Un groupe d'hommes connu sous le nom de Live Oak Gang fréquentait Gallatin Street. Bien qu'il s'agisse d'un équipage hétéroclite, ils étaient la chose la plus proche du crime organisé dans la région. Herbert Asbury affirme que le groupe a gagné son nom en transportant des clubs de chêne et en raison de leur lieu de rencontre près de la rivière dans un tas de genoux en chêne vivant. Ils n'étaient généralement pas les bienvenus dans les maisons closes car ils étaient sûrs de provoquer une bagarre. Le seul club où ils étaient les bienvenus était le Fireproof Saloon de Bill Swan. Asbury prétend que Bill Swan était autrefois membre du Live Oak Gang, mais après que Swan ait gagné une bonne somme d'argent, il a investi dans les affaires plutôt que dans le crime.
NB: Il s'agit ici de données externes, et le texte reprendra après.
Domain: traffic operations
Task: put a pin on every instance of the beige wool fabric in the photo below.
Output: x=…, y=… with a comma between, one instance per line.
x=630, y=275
Les garçons de Live Oak étaient même violents les uns envers les autres. En 1886, les frères O'Brien se sont disputés au Fireproof Saloon de Bill Swan qui s'est terminé avec le jeune frère, Matt, tirant sur son frère aîné, Hugh. Hugh est décédé plus tard à l'hôpital Charity. C'était un pari de faire confiance à un membre du Live Oak Gang, même si vous en étiez vous-même membre.

La police était connue pour éviter Gallatin Street sans partenaire, surtout la nuit. La police de l'ère Antebellum à la Nouvelle-Orléans était en sous-effectif et sous-payée - deux facteurs qui, selon Schafer, ont rendu les agents vulnérables aux pots-de-vin et à l'apathie. Cependant, certains policiers ont profité du monde souterrain qu'ils étaient censés protéger. Par exemple, en 1852, le Times-Picayune a rapporté qu'un gardien de Gallatin Street a menacé de fermer un bordel de femmes « à moins qu'elle n'ait consenti à certaines propositions faites par lui ». En 1857, un officier de police nommé lieutenant Legget est accusé d'avoir empêché l'arrestation d'Arthur Guérin. Un an plus tôt, Guerin avait été renvoyé des forces de police après avoir tenté de dissimuler un meurtre sur la rue Gallatin. Le meurtrier, « Dutch Pete », ancien propriétaire de la California House sur Gallatin Street, avait tué un homme près de sa maison de danse. Guerin a autorisé Dutch Pete à fuir à La Havane tandis que Guerin « s'occupait » des témoins du meurtre à la Nouvelle-Orléans. Le manque de présence policière sur Gallatin Street a créé un environnement où le crime et la violence régnaient dans les rues.

Bien sûr, certains policiers ont tenté de faire respecter la loi. En 1860, par exemple, Schafer cite que 36 femmes ont été arrêtées dans des bordels de Gallatin Street et ont été envoyées à la maison de travail pendant six mois, mais ont rapidement été relâchées pour un détail technique. Souvent, la police ciblait les prostituées tout en ignorant les crimes les plus violents dans la région. Cependant, les mauvais flics étaient plus nombreux que les bons, et ainsi les prostituées, les ivrognes et les criminels sont devenus les forces de l'ordre de Gallatin Street.